The gender classification from names is crucial for uncovering a myriad of gender-related research questions. Traditionally, this has been automatically computed by gender detection tools (GDTs), which now face new industry players in the form of conversational bots like ChatGPT. This paper statistically tests the stability and performance of ChatGPT 3.5 Turbo and ChatGPT 4o for gender detection. It also compares two of the most used GDTs (Namsor and Gender-API) with ChatGPT using a dataset of 5,779 records compiled from previous studies for the most challenging variant, which is the gender inference from full name without providing any additional information.
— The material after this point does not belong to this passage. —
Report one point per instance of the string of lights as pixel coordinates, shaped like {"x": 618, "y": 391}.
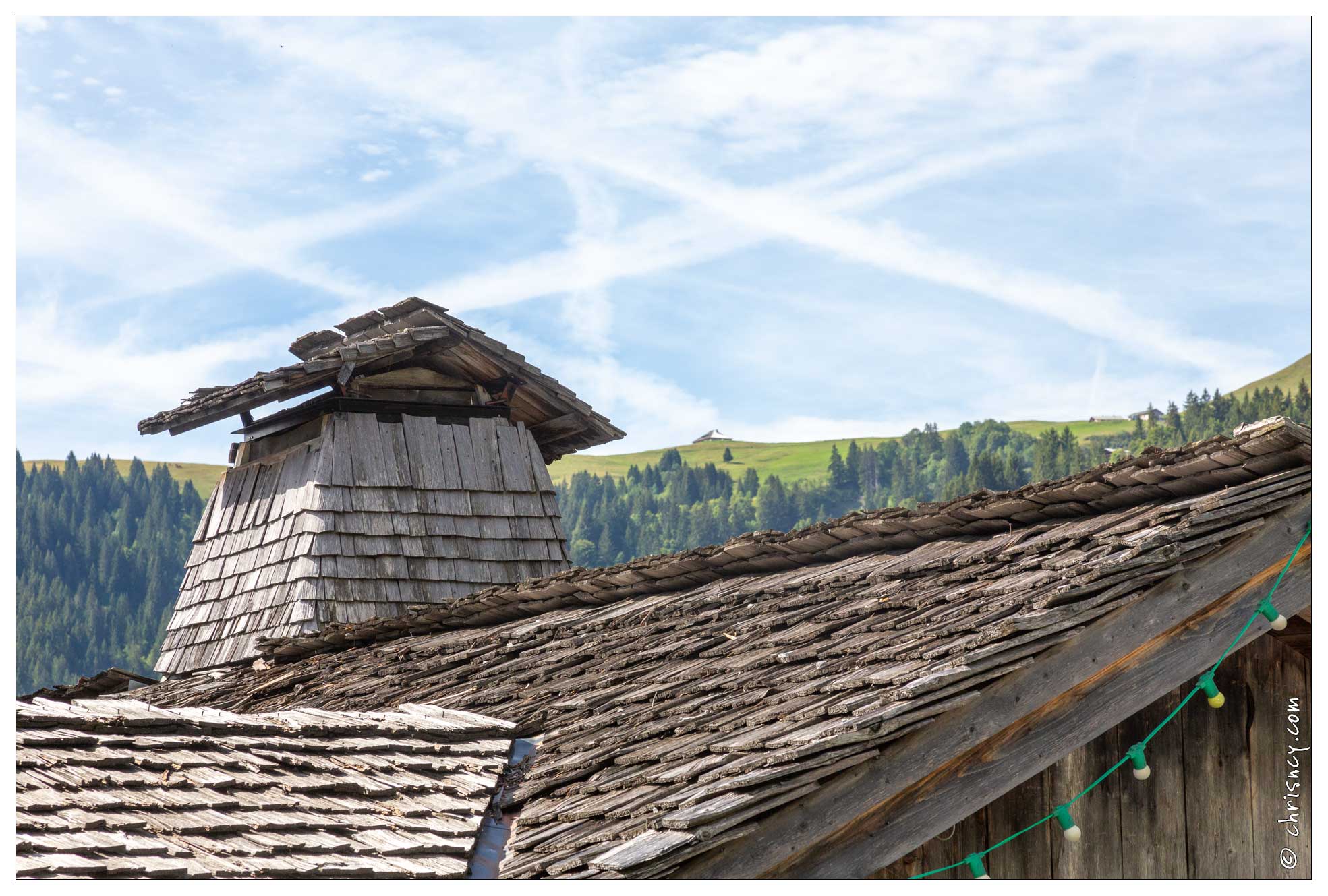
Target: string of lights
{"x": 1136, "y": 756}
Results statistically show that ChatGPT is very stable presenting low standard deviation and tight confidence intervals for the same input, while it presents small differences in performance when prompt changes. ChatGPT slightly outperforms the other tools with an overall accuracy over 96%, although the difference is around 3% with both GDTs. When the probability returned by GDTs is factored in, differences get narrower and comparable in terms of inter-coder reliability and error coded. ChatGPT stands out in the reduced number of non-classifications (0% in most tests), which in combination with the other metrics analyzed, results in a solid alternative for gender inference. This paper contributes to current literature on gender detection classification from names by testing the stability and performance of the most used state-of-the-art AI tool, suggesting that the generative language model of ChatGPT provides a robust alternative to traditional gender application programming interfaces (APIs), yet GDTs (especially Namsor) should be considered for research-oriented purposes.
从名字进行性别分类对于揭示众多与性别相关的研究问题至关重要。传统上,这是由性别检测工具(GDTs)自动计算的,而现在像ChatGPT这样的对话机器人成为了新的行业参与者。本文对ChatGPT 3.5 Turbo和ChatGPT 4o进行性别检测的稳定性和性能进行了统计测试。它还使用从先前研究中汇编的5779条记录的数据集,将两个最常用的GDTs(Namsor和Gender-API)与ChatGPT进行比较,用于最具挑战性的变体,即从全名进行性别推断而不提供任何额外信息。结果统计表明,ChatGPT非常稳定,对于相同输入呈现出低标准差和紧密的置信区间,而当提示改变时其性能差异较小。ChatGPT略优于其他工具,总体准确率超过96%,尽管与两个GDTs的差异约为3%。当考虑GDTs返回的概率时,在编码者间可靠性和错误编码方面差异会缩小且具有可比性。ChatGPT在非分类数量减少方面表现突出(大多数测试中为0%),结合分析的其他指标,使其成为性别推断的可靠选择。本文通过测试最常用的先进人工智能工具的稳定性和性能,为当前关于从名字进行性别检测分类的文献做出了贡献,表明ChatGPT的生成语言模型为传统性别应用程序编程接口(APIs)提供了强大的替代方案,但出于研究目的应考虑GDTs(特别是Namsor)。